The following is an excerpt from our recently published whitepaper, “The Failed Promises of SIEM: How Next-Generation Cybersecurity Platforms are Solving the Problems Created by Outdated Tools,” in which we discuss the ways in which SIEM has failed to deliver on promises made to the cybersecurity industry and why cyber teams must instead turn to a next generation platform powered by unsupervised AI to navigate the ever evolving threatscape of 2020 and effectively defend against modern threats and bad actors.

The Evolution of SIEM

It should be noted that SIEM platforms are exceptionally effective at what they initially were intended for: providing enterprise teams with a central repository of log information that would allow them to conduct search and investigation activities against machine-generated data. If this was all an enterprise cybersecurity team needed in 2020 to thwart attacks and stop bad actors from infiltrating their systems, SIEM would truly be the cybersecurity silver bullet that it claims to be.

The functionality of SIEMs does allow organizations to benefit from several significant features:

  1. The ability to access historical data made it possible to comply with rapidly changing compliance requirements in an efficient, effective way.
  2. Aggregating and analyzing network events captured by endpoints and machine-generated data sources to provide greater visibility into network infrastructure challenges.
  3. Providing search and investigative capabilities.
  4. Serving as a log collection point.

Over time, SOC teams recognized additional potential uses for the SIEM framework. But one of the fundamental foundations for the establishment and rise of the SIEM market was the compliance factor. The question now is whether these compliance platforms were built for modern cybersecurity challenges.

Join our free webinar, “The Failed Promises of SIEM: Solving the Problems Created by Outdated Cybersecurity Tools,” this Wednesday, October 14th at 11am PST


Gartner Defines SIEM

While SIEM-like processes were not entirely new among security operation centers (SOCs) in the early 2000s, the industry didn’t recognize SIEM as a term until it was coined in 2005 by two Gartner security analysts, Mark Nicolett and Amrit Williams. Gartner’s SIEM report, Improve IT Security with Vulnerability Management, proposed a new kind of security information platform based on two previous generations:

First-generation Security Information Management (SIM) approaches were built on top of traditional log collection and management systems. These systems benefitted from game-changing features like long-term storage and analysis capabilities. SIM also introduced the ability to evaluate combined logs with threat intelligence. 

Security Event Management (SEM) second-generation platforms addressed security events. These systems could aggregate, correlate, and notify analysts about security events based on triggers from antivirus programs, firewalls, and intrusion detection systems (IDS). They could also handle events reported directly by authentication, SNMP traps, servers and network databases. 

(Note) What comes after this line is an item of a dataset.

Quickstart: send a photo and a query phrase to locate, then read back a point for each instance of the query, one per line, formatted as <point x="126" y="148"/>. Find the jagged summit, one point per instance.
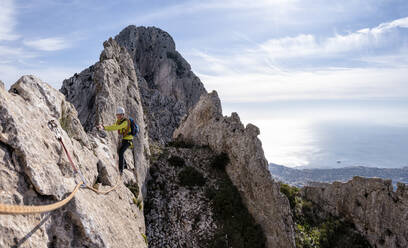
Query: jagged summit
<point x="168" y="87"/>
<point x="141" y="71"/>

Over time, SOC teams recognized additional potential uses for the SIEM framework. Additional collections of queries, dashboards, and recording capabilities layered on top of the SIEM system allowed them to address specific user requirements. 

NIST Identifies Benefits of SIEM Software

Later in 2006, NIST described SIEM in its Guide to Computer Security Log Management. The standards agency identified two main types of SIEM: agentless and agent-based. 

Agentless SIEM, according to NIST, “receives data from the individual log generating hosts without needing to have any special software installed on those hosts.” Then, the server “performs event filtering and aggregation and log normalization and analysis on the collected logs.” 

NIST concluded that the primary advantage of the agentless approach is that agents do not need to be installed, configured, and maintained on each logging host. However, NIST recognized that a “lack of filtering and aggregation at the individual host level could cause significantly larger amounts of data to be transferred over networks and increase the amount of time it takes to filter and analyze the logs.”

Authentication, NIST, wrote, was another concern. If the agentless SIEM software needed to obtain authentication credentials for each logging host, an agent would likely need to be installed to remotely collect logs. 

In the guide, NIST described Agent-Based SIEM as a program installed on the log generating host to “perform event filtering and aggregation and log normalization for a particular type of log, then transmit the normalized log data to a SIEM server, usually on a real-time or near-real-time basis for analysis and storage.” 

NIST explained that a SIEM server analyzes data from the various log sources, correlates events among the log entries, identifies and prioritizes significant events and can initiate responses to events.